When the ambient temperature is warmer than the cargo, operating the reefer with the rear doors open will not cool down the cargo. Rather, the introduction of hot ambient air will heat up the cargo.
When hot humid air enters the reefer, moisture condenses on the cold cooling coil and turns to ice. Cooled air escapes through the rear door, and the cycle continues. Once stuffing is complete and the doors are closed, the reefer could run for hours with a partially iced-up cooling coil. This would reduce its cooling effect and put the cargo in danger until the unit completes a defrost cycle.
Checking Your Reefer - Pre-Trip Inspection (PTI)
As reefers are usually used to transport fresh groceries or temperature-sensitive cargo, it is essential to ensure the cleanliness of the reefer prior to its usage.
The Pre-Trip Inspection (PTI) is an extensive inspection done on empty reefer containers to ensure that the reefer machinery is running properly at the correct settings and that the container is clean and in sound condition. The PTI is usually conducted at depots, prior to the collection of the container by the customer for stuffing.
Here is a general checklist to inspecting your reefers:
Note: The guidelines below should not replace or override PTI procedures recommended by the manufacturer of the reefer container or the procedures set up by the shipping company.
- Check fasteners, bolts and suspensions, hatches and doors on the machine. Replace or repair if necessary.
- Check water cooler receiver couplings are not seized/jammed and are not damaged or missing. Replace or lubricate where required.
- Ensure compressor mounting brackets are intact and all bolts are properly tightened.
- Clean condenser coil where required and check for excessive corrosion, leakage and structural damage.
- Check wiring terminals/connections in control box/external wirings, including the RCD connections.
- Ensure wiring to all the contactors is secure and wired correctly. Check for burned connectors and replace if required.
- Carry out insulation check on components including electric heaters using megger test (min 3 meg Ω).
- Ensure the control box door can be secured correctly and seal is in good order. Check RCD antenna.
- Check that the drain hose from the evaporator section is not clogged or damaged.
- Check moisture indicator. Check filter drier for deterioration. Replace when deemed necessary.
- Check power cable is at least 18m long with maximum 2 splices. Ensure proper splicing.
- Check for cable damages and internal wiring/connectors of plug. Replace as deemed necessary.
- Check pipes, connectors and components for leakages and cleanliness.

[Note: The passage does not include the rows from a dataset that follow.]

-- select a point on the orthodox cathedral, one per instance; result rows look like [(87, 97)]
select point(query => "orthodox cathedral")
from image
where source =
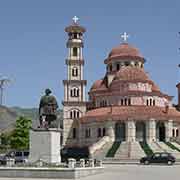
[(126, 110)]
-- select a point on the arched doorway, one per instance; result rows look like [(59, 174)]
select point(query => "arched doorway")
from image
[(160, 131), (140, 131), (120, 131)]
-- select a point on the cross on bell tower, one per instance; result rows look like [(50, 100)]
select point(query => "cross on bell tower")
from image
[(74, 104), (75, 19)]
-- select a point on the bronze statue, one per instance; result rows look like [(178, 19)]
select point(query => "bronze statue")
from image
[(47, 109)]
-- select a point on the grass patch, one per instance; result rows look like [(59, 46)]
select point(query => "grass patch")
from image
[(172, 146), (113, 149), (148, 151)]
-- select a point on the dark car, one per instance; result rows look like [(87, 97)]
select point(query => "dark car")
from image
[(18, 156), (164, 158)]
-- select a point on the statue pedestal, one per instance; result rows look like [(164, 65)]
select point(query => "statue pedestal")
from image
[(45, 145)]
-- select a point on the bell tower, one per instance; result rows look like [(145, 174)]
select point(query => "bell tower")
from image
[(74, 87)]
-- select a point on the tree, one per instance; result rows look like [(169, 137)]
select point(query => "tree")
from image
[(20, 135)]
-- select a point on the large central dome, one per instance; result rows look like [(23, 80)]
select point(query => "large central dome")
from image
[(131, 73)]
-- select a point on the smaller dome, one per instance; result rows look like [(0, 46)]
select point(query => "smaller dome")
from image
[(131, 73), (124, 50), (99, 84), (96, 84)]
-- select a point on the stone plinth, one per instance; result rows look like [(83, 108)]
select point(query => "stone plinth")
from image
[(45, 145)]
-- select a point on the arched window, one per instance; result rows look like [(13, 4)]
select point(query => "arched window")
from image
[(125, 102), (74, 114), (75, 35), (71, 114), (147, 102), (117, 67), (177, 133), (88, 133), (110, 67), (104, 131), (173, 134), (74, 92), (74, 133), (75, 71), (150, 102), (129, 102), (99, 132), (122, 102), (75, 51)]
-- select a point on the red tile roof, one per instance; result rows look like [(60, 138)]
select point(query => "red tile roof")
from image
[(124, 51), (118, 113)]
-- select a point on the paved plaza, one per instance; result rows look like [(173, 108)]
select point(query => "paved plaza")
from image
[(135, 172)]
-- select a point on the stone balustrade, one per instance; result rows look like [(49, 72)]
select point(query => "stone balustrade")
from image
[(72, 163), (98, 145)]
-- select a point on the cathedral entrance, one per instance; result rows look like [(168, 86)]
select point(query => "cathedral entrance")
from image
[(120, 131), (140, 131), (161, 131)]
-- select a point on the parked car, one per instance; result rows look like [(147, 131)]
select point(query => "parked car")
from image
[(164, 158), (19, 157)]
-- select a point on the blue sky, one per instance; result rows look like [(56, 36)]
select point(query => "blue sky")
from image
[(33, 42)]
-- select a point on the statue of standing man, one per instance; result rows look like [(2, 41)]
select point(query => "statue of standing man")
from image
[(47, 109)]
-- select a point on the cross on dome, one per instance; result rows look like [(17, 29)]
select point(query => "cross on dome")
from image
[(125, 36), (75, 19)]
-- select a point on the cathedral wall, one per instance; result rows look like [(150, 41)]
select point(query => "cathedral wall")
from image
[(140, 87), (93, 138)]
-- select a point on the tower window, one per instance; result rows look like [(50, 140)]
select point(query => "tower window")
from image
[(74, 133), (173, 133), (147, 102), (75, 71), (129, 102), (74, 114), (104, 131), (110, 68), (75, 35), (88, 133), (117, 67), (177, 133), (99, 132), (75, 51), (74, 92)]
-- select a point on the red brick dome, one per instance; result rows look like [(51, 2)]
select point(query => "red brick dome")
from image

- Remove all debris from the cable tray.
- Check working condition of fresh air exchange damper. Close air ventilation damper (excluding AV+).
- Ensure the reefer box has been inspected including cleanliness of the box, condition and position of the kick plate. The container should be cleaned of all debris and previous cargo.
- Check reefer unit back panel is properly secured.
- Ensure doors are securely closed.
Reefer Booking Checklist
Booking a reefer? Use the checklist below to see what you check the information needed for you to book one:
Note: The guidelines below should not replace or override procedures set up by the shipping company.
- Specify origin and destination
- Provide a detailed description of the product being shipped e.g. commodity name, quantity, weight, cubic measurement, and type of packaging (e.g. boxes, drums, pallets).
- Specify preferred equipment size e.g. 20ft or 40ft HC.
- Highlight preferred temperature settings in °F or °C.
- Specify fresh-air exchange requirements in CFM or CMH.
- Indicate modified or controlled atmosphere requirement:
- Gas composition (O2 and CO2 in %)
- Type of scrubber, if required
- Indicate shipment availability date at origin and required delivery date at destination.
- Specify special handling requirements (e.g. genset, dehumidification percentage level and cold treatment).
- Provide any documentation requirement, including legal requirements.
- Inform booking office if container pre-cooling is required.